Local composer Helen Glavin’s wonderful music ‘The Phoenix Cantata’ was developed from the research carried out during the Lewes Phoenix project .It is a new choral work inspired by the people and legacy of The Phoenix Ironworks in Lewes where cast iron for the sea- fronts and piers along the south coast were made.  It involves community choirs, soloists and the specially created Everyman Ensemble group of male singers.  The Everyman Ensemble led by Helen has developed into a thriving choir and have made many entertaining appearances in Lewes.

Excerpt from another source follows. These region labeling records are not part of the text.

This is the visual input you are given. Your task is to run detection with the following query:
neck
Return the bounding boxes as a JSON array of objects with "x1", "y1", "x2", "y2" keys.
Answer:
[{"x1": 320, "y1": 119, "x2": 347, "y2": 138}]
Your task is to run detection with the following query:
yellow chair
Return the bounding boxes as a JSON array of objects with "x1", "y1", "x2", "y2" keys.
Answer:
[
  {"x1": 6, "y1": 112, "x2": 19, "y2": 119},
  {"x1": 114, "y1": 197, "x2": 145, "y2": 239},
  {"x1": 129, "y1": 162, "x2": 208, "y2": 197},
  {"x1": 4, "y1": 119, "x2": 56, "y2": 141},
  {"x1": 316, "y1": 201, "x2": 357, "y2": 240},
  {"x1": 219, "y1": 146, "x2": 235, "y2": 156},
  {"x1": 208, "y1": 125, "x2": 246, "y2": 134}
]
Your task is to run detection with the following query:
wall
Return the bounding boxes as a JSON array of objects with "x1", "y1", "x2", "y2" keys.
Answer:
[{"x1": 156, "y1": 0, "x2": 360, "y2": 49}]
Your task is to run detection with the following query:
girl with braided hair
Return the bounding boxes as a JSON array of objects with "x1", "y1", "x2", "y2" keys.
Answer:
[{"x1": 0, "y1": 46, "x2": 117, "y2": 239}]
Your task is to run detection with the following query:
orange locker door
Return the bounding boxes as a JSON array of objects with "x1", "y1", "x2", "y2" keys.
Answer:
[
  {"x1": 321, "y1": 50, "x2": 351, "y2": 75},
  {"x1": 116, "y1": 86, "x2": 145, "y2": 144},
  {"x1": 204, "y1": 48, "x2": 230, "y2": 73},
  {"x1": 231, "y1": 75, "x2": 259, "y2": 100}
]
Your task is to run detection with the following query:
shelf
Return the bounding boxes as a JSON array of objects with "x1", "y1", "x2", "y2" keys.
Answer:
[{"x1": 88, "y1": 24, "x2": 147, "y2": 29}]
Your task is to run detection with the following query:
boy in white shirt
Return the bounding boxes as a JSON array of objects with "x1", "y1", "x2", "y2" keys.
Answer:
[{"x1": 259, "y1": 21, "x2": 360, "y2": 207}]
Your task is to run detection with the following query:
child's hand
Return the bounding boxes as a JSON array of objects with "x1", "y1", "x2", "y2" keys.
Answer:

On Friday 1st July excerpts from the work will be sung by The Everyman Ensemble, musical director John Hancorn and The Paddock Singers, musical director Ruth Kerr.  The singers are accompanied by solo violinists Susan Moate. Tickets available from the Tourist Information Centre or on the door £10/£8.

 

Come and join Artemis Arts in celebrating a decade of inspiring events at the Foundry Gallery that have involved more than half a million visitors, participants, artists, children and students.

 

For more information contact Christine and Wenda  artsartemis@gmail.com

01273486595/01273470376/07752557335

www.artemis-arts.co.uk

 

 

 

 

 

 

 

Notes to Editors:

  • The Phoenix Ironworks started business in North Street, Lewes, in 1832 with a furnace “cooled with a fan driven by a horse walking round a large wheel.” The premises were burnt down in 1835 but, true to its name, the Phoenix rose again in Railway Lane. It outgrew this site and relocated to North Place in 1861. The foundry was run in turn by four generations of the Every family and by the early 1900s was exporting products across the British Empire. The company declined after the Second World War and finally closed down in 1986.
  • Many photographs of The Iron Works and  Artemis events through the ages are available if required.